Photo : Radio-Canada / Marie-Laure Josselin

Gary Chewanish se souvient très bien du bonheur de sa mère hospitalisée lorsqu’il lui a apporté une perdrix cuisinée selon leurs traditions. Manger comme on mangerait à la maison, ça aide à mieux se sentir à l'hôpital.

Laurent Jérôme rappelle aussi que, dans de nombreux récits autochtones, les références à la nourriture sont très présentes.

Mais pas que. On y évoque la manière de préparer les plats, de cuire la viande. Ce n’est pas juste se réapproprier des savoirs culinaires, mais revisiter les traditions culinaires autochtones. Il n’y a pas que le goût qui compte. Il y a aussi la technique, poursuit l’anthropologue.

Il assure que certains membres des communautés continuent de redécouvrir des mets cuisinés autrefois, comme la pâte de bleuet, l’eau de bouleau…

Sécurisation culturelle

Les établissements qui font cet effort ne cachent pas que le but sous-jacent est clair : favoriser la sécurisation culturelle des patients autochtones.
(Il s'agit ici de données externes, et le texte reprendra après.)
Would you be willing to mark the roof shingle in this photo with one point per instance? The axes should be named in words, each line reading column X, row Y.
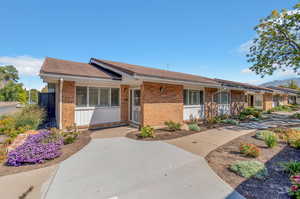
column 153, row 72
column 63, row 67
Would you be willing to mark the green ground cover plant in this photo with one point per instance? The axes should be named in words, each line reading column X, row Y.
column 194, row 127
column 173, row 126
column 248, row 169
column 147, row 131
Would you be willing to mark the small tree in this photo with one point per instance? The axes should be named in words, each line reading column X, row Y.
column 277, row 45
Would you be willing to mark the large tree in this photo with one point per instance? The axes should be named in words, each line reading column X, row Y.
column 277, row 45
Les menus des hôpitaux n’accordent que peu d’importance aux besoins culturels et traditionnels des patients, croit Mme Cook, alors que, selon elle, la nourriture est liée à la guérison.

Je suis heureuse que notre programme existe, car il permet de recréer la confiance. La réconciliation prend du temps. Pour réparer les dommages, il faut faire un travail continu, dit Mme Salmon.

Une femme autochtone façonne une pâte à banique.

La banique est un pain souvent servi dans les hôpitaux qui intègrent des mets autochtones dans leur menu.

Photo : Radio-Canada / Matisse Harvey

Laurent Jérôme rappelle aussi que la nourriture est une manière d’être ensemble et, surtout, la transmission des savoirs passe par le souvenir des plats traditionnels. Cuisiner ensemble est un moment rassurant. La nourriture est porteuse de mémoire. Elle est associée au territoire aussi. C’est logique qu’instaurer des menus traditionnels autochtones puisse sécuriser les patients des communautés.

Et ailleurs?

D’autres établissements ont pris le pas, comme l’hôpital de Sioux Lookout, au nord-ouest de Thunder Bay. Il est le seul hôpital ontarien qui a pu obtenir les exemptions nécessaires pour servir de la nourriture traditionnelle à ses patients.

En Colombie-Britannique, le chef autochtone Ben Genaille, qui est aussi gestionnaire de l’alimentation traditionnelle de la Régie de la santé intérieure, est chargé de réfléchir à des plats autochtones.

Au Québec, le CHU Sainte-Justine et le CHU de Québec ont entamé une réflexion pour inclure dans les menus proposés des plats traditionnels autochtones. Les deux établissements se sont alliés à la Commission de la santé et des services sociaux des Premières Nations du Québec et du Labrador et avec des regroupements de centres d’amitié autochtone.